Friday, June 26, 2009

China cracks down on human rights lawyers

What's most brilliant here (in an evil way) is that no one is stripped of a license -- rather the license just isn't renewed and so there is no "right" taken away... .


Human Rights Lawyers 'Disbarred' by Paperwork
Chinese Officials Decline to Renew Annual Licenses

BEIJING -- In the five years since it was founded, the Yitong Law Firm has established itself as one of the country's fiercest human rights advocates. It represented Hu Jia, the dissident who spoke out against the Tiananmen Square crackdown and on behalf of HIV/AIDS patients; Chen Guangcheng, the blind activist who exposed forced abortions; and hundreds of others its lawyers felt had been wrongly imprisoned.


Its success rate isn't stellar -- it has won at most 60 percent of its cases.
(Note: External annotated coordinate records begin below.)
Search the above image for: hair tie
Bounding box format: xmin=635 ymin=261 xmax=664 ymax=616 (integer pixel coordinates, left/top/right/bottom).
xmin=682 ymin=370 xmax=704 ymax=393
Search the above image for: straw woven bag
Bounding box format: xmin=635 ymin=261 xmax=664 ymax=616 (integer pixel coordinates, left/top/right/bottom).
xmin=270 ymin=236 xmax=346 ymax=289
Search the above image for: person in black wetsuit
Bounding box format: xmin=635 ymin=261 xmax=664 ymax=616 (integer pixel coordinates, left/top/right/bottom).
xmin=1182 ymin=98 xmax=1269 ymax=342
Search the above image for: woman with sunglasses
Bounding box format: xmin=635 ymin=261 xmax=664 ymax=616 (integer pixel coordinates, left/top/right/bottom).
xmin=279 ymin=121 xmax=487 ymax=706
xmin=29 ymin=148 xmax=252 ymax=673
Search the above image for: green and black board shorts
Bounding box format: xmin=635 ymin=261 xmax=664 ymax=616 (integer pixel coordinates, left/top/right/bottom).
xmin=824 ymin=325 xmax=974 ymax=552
But in a country where rule of law is still a work in progress and calling for democracy is often treated as a crime against the state, Yitong and other human rights firms have spoken out for people who otherwise would have been silenced.


Those days may be over.


Since the beginning of 2009 -- a sensitive year filled with anniversaries of uprisings -- the Chinese government has been forcing human rights law firms such as Yitong to shut down.
Formally, there is no crackdown; no police are swooping in to seize files or send attorneys en masse to labor camps. Instead, Beijing is simply using its administrative procedures for licensing lawyers and law firms, declining to renew the annual registrations, which expired May 31, of those it deems troublemakers. Human rights groups say dozens of China's best defense attorneys have effectively been disbarred.